Casualty of cold war
Governance stalls, politicking takes over
Talk of the Prime Minister's potential departure was, however, scotched on May 15 when he travelled to Guwahati to file his nomination for a fresh Rajya Sabha term from Assam. His latest membership will keep him in Parliament until May 2019, which keeps him in the running for the top job should there be a UPA 3. But the Prime Minister has several things to worry about between now and the next elections. The Supreme Court will once again hear the Coalgate case on July 10, after its summer recess. It could potentially make observations against Shatrughna Singh, joint secretary in pmo, who cbi named as having vetted and modified its report. A low-profile officer with excellent credentials, he is supposed to be close to Manmohan. It is impossible that he acted without the orders of superior officers. Ultimately, the Prime Minister himself is responsible for the acts of PMO officials. There are also rumours about an expose on the son of a close Manmohan aide.
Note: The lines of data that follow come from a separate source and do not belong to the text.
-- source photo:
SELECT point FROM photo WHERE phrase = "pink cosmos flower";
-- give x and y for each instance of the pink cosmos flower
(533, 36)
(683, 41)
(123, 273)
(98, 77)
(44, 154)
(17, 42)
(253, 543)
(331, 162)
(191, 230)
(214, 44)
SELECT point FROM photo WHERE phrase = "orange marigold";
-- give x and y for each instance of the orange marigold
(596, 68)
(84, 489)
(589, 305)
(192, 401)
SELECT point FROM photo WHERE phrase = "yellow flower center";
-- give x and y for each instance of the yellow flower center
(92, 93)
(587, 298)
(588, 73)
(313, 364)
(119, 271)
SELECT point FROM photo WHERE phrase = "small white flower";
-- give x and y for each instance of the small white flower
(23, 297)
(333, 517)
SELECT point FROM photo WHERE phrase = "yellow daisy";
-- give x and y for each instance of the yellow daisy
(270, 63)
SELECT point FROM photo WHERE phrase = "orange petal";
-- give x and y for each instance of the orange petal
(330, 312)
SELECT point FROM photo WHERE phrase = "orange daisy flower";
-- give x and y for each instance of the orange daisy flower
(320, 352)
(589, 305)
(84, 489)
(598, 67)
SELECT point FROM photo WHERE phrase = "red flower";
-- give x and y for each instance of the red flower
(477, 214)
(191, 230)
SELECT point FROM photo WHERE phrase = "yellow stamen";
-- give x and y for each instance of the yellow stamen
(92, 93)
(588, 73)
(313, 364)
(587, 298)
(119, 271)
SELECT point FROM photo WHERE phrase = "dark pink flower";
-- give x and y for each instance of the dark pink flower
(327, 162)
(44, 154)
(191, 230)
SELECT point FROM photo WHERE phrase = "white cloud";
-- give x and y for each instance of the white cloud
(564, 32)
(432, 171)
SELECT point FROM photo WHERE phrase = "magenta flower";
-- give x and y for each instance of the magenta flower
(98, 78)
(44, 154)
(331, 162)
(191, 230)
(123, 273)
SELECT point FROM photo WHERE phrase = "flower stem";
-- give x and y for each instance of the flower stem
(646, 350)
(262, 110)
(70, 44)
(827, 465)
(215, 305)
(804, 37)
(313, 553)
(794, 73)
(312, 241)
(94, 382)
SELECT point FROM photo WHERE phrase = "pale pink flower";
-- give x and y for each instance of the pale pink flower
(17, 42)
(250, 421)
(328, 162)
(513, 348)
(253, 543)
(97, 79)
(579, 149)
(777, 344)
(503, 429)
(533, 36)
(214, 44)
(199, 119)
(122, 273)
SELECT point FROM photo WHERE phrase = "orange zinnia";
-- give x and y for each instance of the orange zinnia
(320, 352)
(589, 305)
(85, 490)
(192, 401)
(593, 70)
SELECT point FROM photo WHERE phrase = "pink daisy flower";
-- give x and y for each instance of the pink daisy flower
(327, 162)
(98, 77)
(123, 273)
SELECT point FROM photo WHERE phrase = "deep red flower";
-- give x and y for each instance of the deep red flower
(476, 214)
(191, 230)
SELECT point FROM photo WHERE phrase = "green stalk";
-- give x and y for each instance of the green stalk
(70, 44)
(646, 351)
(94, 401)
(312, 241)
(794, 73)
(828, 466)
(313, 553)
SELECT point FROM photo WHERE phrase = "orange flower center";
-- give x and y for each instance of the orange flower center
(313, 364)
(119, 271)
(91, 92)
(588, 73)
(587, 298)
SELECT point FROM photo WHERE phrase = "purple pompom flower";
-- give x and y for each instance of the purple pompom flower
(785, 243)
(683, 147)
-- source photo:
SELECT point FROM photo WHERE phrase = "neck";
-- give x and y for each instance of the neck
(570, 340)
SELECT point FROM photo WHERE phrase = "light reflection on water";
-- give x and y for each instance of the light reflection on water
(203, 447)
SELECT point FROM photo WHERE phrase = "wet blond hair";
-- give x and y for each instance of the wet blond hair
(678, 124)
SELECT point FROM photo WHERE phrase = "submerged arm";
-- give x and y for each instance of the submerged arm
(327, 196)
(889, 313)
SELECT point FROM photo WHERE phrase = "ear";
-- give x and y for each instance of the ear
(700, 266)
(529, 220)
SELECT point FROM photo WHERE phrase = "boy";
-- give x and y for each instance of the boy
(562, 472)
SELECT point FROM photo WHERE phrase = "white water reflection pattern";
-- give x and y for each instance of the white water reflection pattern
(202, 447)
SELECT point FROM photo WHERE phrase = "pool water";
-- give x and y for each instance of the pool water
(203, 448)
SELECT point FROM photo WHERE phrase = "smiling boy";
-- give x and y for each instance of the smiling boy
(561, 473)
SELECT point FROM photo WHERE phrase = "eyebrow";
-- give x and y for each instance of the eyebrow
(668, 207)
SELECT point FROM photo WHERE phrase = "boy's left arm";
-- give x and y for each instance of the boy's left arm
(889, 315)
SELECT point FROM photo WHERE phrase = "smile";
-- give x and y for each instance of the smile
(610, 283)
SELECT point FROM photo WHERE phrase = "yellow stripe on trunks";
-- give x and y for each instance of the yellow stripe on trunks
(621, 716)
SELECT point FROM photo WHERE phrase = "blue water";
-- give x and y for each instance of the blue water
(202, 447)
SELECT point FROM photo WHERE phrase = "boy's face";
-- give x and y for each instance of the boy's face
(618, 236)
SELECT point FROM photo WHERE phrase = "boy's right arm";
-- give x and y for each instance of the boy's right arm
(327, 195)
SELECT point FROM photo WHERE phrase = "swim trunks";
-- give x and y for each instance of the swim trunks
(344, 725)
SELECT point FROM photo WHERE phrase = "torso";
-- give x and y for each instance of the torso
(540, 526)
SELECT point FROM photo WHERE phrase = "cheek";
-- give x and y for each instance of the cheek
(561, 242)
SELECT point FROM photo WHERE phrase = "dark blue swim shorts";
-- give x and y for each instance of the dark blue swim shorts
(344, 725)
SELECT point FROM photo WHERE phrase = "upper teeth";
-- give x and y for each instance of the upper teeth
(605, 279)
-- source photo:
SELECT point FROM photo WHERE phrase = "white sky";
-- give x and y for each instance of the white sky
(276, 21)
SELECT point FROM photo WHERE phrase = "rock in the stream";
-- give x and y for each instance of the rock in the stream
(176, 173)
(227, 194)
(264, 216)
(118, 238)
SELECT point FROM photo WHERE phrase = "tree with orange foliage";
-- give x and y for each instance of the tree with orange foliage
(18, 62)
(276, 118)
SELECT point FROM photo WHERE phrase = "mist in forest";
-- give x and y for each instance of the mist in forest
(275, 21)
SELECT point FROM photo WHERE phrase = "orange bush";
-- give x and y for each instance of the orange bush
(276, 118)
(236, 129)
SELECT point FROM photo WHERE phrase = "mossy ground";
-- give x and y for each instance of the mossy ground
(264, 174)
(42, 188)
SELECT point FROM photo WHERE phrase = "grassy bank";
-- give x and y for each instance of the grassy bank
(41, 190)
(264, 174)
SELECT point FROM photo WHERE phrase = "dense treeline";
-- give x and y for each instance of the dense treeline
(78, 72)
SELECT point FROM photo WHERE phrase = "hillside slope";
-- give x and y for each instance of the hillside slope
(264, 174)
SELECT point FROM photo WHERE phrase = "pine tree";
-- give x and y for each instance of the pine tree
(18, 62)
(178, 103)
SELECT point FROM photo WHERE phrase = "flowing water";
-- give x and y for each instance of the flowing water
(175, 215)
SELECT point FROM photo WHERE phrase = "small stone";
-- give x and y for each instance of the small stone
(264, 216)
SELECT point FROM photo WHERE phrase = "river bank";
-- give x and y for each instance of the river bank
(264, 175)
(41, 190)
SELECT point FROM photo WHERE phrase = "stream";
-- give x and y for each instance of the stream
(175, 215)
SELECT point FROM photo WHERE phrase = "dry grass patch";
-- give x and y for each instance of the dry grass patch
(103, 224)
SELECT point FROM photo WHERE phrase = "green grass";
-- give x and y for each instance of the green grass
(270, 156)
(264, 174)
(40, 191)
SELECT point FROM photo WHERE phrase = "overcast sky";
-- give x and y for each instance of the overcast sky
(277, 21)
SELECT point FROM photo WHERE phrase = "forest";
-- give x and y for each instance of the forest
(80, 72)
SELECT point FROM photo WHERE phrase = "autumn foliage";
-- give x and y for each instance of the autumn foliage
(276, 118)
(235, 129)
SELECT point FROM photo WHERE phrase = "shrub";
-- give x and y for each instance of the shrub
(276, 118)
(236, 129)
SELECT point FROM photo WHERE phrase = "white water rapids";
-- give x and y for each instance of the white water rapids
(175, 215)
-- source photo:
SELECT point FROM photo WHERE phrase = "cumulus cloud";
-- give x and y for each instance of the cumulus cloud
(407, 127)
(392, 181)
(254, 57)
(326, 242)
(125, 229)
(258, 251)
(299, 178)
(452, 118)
Of course, if the taint on Manmohan gets darker, most Congress leaders will side with Sonia. "Party workers respect Manmohan Singh as a prime minister but the leader is Sonia Gandhi," says Rashid Alvi. Congress sources deny that any discussion has taken place on replacing Manmohan. "There has not been any such discussion to date," says a senior Congress leader, adding, "but even if there is, it must be between Mrs Gandhi, Rahulji and Ahmed Patel. There is no dearth of leaders in the party." Manmohan can draw solace and strength from the reality that Rahul has repeatedly expressed disinclination for the prime minister's job. But the fact remains that in the dual power structure, Sonia remains a leader without accountability and Manmohan is a prime minister with only responsibility, says a senior ally.
Sonia may not want to create a second Manmohan Singh on the eve of a General Election which should be Rahul's coming-out event. Sacking Manmohan could also be seen in public as an admission of corruption and wrongdoing on the Congress's part. Sonia has been confiding to some party leaders about the deepening suspicion and seeking their advice on what to do. Yet the public posture is that the party is solidly behind the Prime Minister, which explains the Youth Congress demonstration in Delhi on May 15.
The next phase of the Congress leadership drama will unfold in early July. In the interim, Manmohan needs Sibal, his chosen replacement for Kumar in the law ministry, to do the groundwork to prevent any adverse reference from the court. He will also lean on Parliamentary Affairs Minister Kamal Nath to contain BJP's persistent demand for his resignation. What's clear is that damage control will be the full-time preoccupation of party managers. Governance will take a back seat.
Unfortunately, the Congress can no longer blame coalition partners for paralysis in Government. With the departure of TMC and DMK, UPA 2 is largely a Congress enterprise with some support from Sharad Pawar. There are no excuses left. UPA has governed disastrously in its second incarnation. That will not change if the technocratic Prime Minister and the political party president work at cross purposes. The Congress will only have itself to blame if it suffers badly in Elections 2014.